Los labios del rubio se entreabrieron y suspiró sonoramente. Entendía el punto de vista de Antonio, pero él no sabía todo lo que había. No era tanto la gente, si había sido más reacio a todo aquello era porque iba a ver a sus personajes juntos, enamorados, felices y entonces él se miraría y se daría cuenta de que no había avanzado ni un poco, que se había quedado estancado mientras que aquellos a los que creó un poco basándose en él y en lo que quería llegar a ser habrían tenido éxito en la vida. Dejó lo que estaba haciendo y se dio la vuelta para poder mirar más a Antonio, el cual se veía más serio que de costumbre.

- No es así. Aunque ellos no quisieran, seguramente lo hubiera dibujado para mí. Es algo que llevo planteándome bastante tiempo, sería estúpido si no lo plasmara en alguna parte. Lo tengo casi todo pensado, pero no voy a contarte nada, no me preguntes.

El español hizo un mohín y suspiró. Por la manera en que le estaba mirando, quedaba claro que Francis no le iba a contar nada de nada, así que lo mejor era ya resignarse. No podía negar que le intrigaba, que le carcomía por dentro saber si François le correspondía, si cuando se declarara le diría que él también le quería. Imaginar todo aquello le producía nerviosismo y una sensación cálida en el estómago que no podía quitarse durante un rato. El azul cielo de los orbes del francés le seguían mirando, como si pensara decir algo más. Estaba muy serio y ya en ese momento le resultaba extraño verle así. Lo que no sabía Antonio era que en parte se sentía ofendido.

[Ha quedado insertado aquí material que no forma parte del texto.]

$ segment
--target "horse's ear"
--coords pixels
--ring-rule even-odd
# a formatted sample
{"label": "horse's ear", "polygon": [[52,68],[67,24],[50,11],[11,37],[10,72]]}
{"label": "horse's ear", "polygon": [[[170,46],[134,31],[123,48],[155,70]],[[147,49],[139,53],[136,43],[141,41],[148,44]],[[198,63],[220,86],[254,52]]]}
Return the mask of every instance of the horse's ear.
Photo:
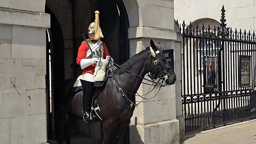
{"label": "horse's ear", "polygon": [[153,40],[151,39],[150,40],[150,46],[153,49],[153,50],[155,51],[156,51],[158,50],[157,47],[156,47],[156,45],[155,45],[155,43],[154,43]]}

- Quiero decir algo y no hace falta que me digas nada. Es que quiero que lo sepas, porque no sé qué concepto tienes de mí. Aunque quizás parece que no te he dado una vida genial, que te hago resbalar una y otra vez, no te haría infeliz por la opinión de alguien. -dijo Francis con firmeza, sin apartar su mirada de la verdosa. Ni él mismo era consciente del rato que llevaba observándole de esa manera.

Aquella declaración de principios le había dejado sin palabras. El rubio no quería que le dijera nada, sólo que lo supiera, pero aún así, en parte, sentía que tenía que decirle lo que fuera, porque aquello había sido muy agradable. Asintió, lentamente, buscando en su cerebro la manera ideal de agradecerle, pero no tuvo suerte en su búsqueda. A falta de algo mejor, Antonio abrió la boca y pronunció un escueto 'gracias', tímido, que hizo que Francis sonriera sin ser consciente de ello. Se levantó, le revolvió la cabellera en un gesto amistoso y se fue hacia la puerta.

- Prepararé la cena.

Necesitó estar un rato a solas, avergonzado, mientras repasaba esas últimas palabras del galo. Por un momento se había visto decidido, como François solía serlo, y entonces supo que ese hombre que tenía delante sí que tenía todas aquellas cualidades, sólo que él no era consciente de ello. A los quince minutos dejó atrás las cuatro paredes de la habitación y fue a ver qué era lo que estaba preparando. Olía bastante bien y por mucho que le preguntara si podía ayudarle con algo, Francis insistía en que se sentara a la mesa y que esperara, que ya no le quedaba demasiado.

Estuvo de nuevo a nada de levantarse, pero entonces el galo llegó con los dos platos y él se dejó caer sobre la silla, de la que a duras penas se había apartado un centímetro. Al principio comieron casi en silencio, comentando lo que había preparado, hablando de recetas que alguna vez habían hecho. Lo bueno de que a los dos le gustara la cocina era que se convertía en un tema acerca del que podían estar horas y horas hablando. Pero tampoco era lo ideal perderse en divagaciones mientras lo que había preparado Francis perdía el calor, así que dejaron el tema para luego.

La conversación se interrumpió cuando uno de los compañeros de piso salió de su habitación para prepararse algo. Alfred saludó a Antonio, que fue el único que levantó la mirada, y arrastró las zapatillas de estar por casa de color azul por todo el suelo hasta plantarse delante de la nevera. Ahora que lo tenía de espaldas, Bonnefoy se permitió el lujo de elevar los ojos azules hasta que éstos divisaron la espalda de ese chico. La verdad es que nunca le había mirado demasiado, así que se sorprendió al percatarse de que se le veía una pinta de extranjero que tiraba para atrás. No obstante, algo más le llamó la atención, y ese algo fue Antonio, el cual movía los ojos de un lado para otro, como si le pasara algo. Arqueó una ceja, confundido, y sus labios se movieron para vocalizar un "¿qué?".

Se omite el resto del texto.